When starting my analysis—which was conducted in Israel according to the Durban Method—I did not know that I was on the spectrum. No one had ever mentioned the possibility, and it had never occurred to me. I was diagnosed, yet that was, and can only be, just the beginning. It is impossible to summarize more than a decade of analysis in a few paragraphs. All that I have space to say is it was not easy, but that session by session, month by month, year by year, I, together with my therapist, built a life, and a world; I have learned to know myself, and to know others; and I was not alone.

Years passed. I finished high-school, then a BA. I applied to a graduate program, at an Ivy League university, in a field that fascinates me more than anything else in the world. I got in. In my studies, my autistic features, far from hindering me, have proved my greatest assets. So many need Adderall to study, but the potency of amphetamines cannot compare with the sheer power of autistic hyper-fixation; when harnessed, this energy source sustains research and writing like nothing else. Likewise, hyper-sensitivity can make the mundane unbearable and the day-to-day nightmarish, but it enables me to observe more deeply, and experience beauty more profoundly, than I would have otherwise. That I am on the spectrum may help explain why, after years of grad school, I’m still having the time of my life. For me, it’s a no-brainer: I’m doing the things I love most in the world—thinking, and teaching, and writing—and I’m being paid for it. Truly, I’m living the dream.

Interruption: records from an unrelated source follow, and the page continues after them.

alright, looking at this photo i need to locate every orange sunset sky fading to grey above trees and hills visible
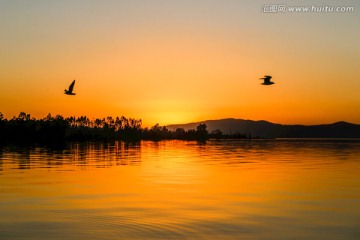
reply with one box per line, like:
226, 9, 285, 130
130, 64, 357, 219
0, 0, 360, 126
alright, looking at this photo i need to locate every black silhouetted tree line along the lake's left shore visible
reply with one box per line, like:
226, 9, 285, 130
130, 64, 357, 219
0, 112, 247, 142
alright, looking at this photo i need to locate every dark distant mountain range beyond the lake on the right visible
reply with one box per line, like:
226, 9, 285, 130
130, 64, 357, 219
166, 118, 360, 138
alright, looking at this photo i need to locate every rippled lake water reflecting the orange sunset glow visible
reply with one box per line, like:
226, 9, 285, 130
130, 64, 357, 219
0, 140, 360, 240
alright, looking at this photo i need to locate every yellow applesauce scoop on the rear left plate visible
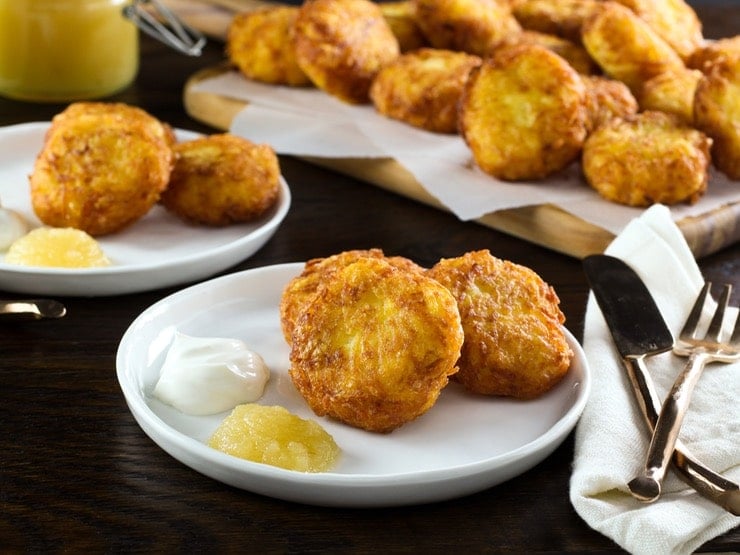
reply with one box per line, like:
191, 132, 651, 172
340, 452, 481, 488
5, 227, 110, 268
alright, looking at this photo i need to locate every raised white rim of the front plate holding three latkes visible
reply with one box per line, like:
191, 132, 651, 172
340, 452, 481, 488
116, 262, 593, 507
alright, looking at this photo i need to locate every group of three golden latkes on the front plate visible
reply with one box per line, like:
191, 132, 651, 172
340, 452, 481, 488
280, 249, 573, 432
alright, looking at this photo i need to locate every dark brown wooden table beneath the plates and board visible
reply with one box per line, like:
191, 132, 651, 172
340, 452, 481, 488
0, 7, 740, 553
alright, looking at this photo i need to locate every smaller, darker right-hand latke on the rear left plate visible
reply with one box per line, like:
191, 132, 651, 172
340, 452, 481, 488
161, 133, 280, 226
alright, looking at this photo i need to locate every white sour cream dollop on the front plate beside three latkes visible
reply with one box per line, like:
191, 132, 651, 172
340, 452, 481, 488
153, 332, 270, 416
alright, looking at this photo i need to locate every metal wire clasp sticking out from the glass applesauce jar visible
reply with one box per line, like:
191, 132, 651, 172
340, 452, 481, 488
123, 0, 206, 56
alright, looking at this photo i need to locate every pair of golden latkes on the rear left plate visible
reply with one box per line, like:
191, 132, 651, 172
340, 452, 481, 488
29, 102, 280, 236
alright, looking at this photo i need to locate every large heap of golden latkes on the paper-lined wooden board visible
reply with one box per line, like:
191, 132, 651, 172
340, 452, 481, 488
226, 0, 740, 206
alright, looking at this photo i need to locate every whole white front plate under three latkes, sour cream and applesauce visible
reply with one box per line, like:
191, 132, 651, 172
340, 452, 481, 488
116, 263, 591, 507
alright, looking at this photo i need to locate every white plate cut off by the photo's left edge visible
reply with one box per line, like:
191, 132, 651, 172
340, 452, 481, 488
0, 122, 290, 296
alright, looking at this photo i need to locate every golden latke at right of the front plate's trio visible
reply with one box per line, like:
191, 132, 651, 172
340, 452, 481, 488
427, 250, 573, 399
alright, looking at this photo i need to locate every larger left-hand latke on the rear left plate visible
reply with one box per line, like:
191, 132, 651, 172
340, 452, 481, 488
30, 102, 174, 236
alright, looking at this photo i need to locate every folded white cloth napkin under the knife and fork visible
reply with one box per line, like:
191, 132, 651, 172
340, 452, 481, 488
570, 205, 740, 554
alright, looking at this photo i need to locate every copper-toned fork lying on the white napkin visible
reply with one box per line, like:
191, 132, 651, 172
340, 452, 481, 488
628, 282, 740, 502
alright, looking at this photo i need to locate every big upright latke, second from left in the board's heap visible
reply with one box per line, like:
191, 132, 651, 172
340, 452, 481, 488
293, 0, 400, 104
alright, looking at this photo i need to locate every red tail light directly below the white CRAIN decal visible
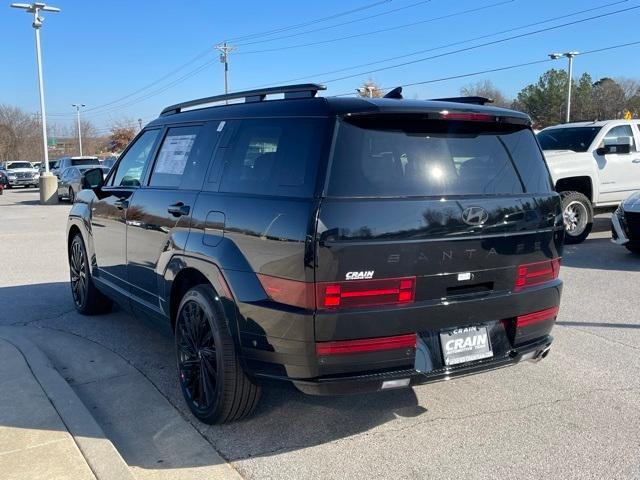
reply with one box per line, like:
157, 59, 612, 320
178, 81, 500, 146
316, 277, 416, 309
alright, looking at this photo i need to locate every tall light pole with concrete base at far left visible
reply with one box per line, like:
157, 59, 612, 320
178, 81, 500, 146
11, 3, 60, 204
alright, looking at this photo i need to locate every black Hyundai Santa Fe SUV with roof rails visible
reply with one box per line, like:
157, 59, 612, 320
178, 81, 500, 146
68, 84, 564, 423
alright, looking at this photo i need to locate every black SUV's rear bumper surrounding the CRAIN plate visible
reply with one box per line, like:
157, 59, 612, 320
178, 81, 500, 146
240, 280, 562, 395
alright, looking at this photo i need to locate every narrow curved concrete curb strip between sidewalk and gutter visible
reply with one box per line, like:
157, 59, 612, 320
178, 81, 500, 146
0, 327, 135, 480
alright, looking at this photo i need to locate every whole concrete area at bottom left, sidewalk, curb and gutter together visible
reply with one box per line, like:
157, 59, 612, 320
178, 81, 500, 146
0, 326, 241, 480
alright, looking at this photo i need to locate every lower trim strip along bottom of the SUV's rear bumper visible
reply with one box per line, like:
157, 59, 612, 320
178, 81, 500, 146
293, 335, 553, 395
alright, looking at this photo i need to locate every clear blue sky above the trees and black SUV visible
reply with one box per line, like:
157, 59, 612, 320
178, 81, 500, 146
0, 0, 640, 130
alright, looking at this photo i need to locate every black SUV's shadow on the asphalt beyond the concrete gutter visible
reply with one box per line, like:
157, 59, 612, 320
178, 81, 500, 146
0, 282, 427, 468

However, I do not want to give a falsely simplistic impression of my life, and of my psychic state. My tendency to obsess, to ruminate, to go through the same loop of thoughts again, and again, and again—these mental patterns are etched into my very brain, and continue to cause me great suffering. My sensitivity, that at times makes me feel overwhelmed, and flooded, and burdened beyond all endurance, has not dimmed—I still cover my ears every time an ambulance goes by. And while I am welcomed in the society of the earthlings, and enjoy their company greatly, I still feel, from time to time, as though I come from a different planet. Analysis is no miracle cure. Yet I am stronger now, and more aware, than I have ever been; I am, if I may say so myself, kicking ass in my academic and professional life; I’m a published poet; and I have true friends. Put differently, I am able to feel and to think, to love and to work. And I’m not alone anymore.

The fall I turned 15, the world was breaking down. This fall my birthday has come again, and the world—both inner and outer—is a place I cannot merely survive in, or just “function” in, but flourish, and play, and delight in. This transformation would not have been possible without psychoanalytic therapy; yet this chance to see and be seen, to be understood and respected, is available to far too few autistic people, both in the States and around the world. I think it is past time that we changed that.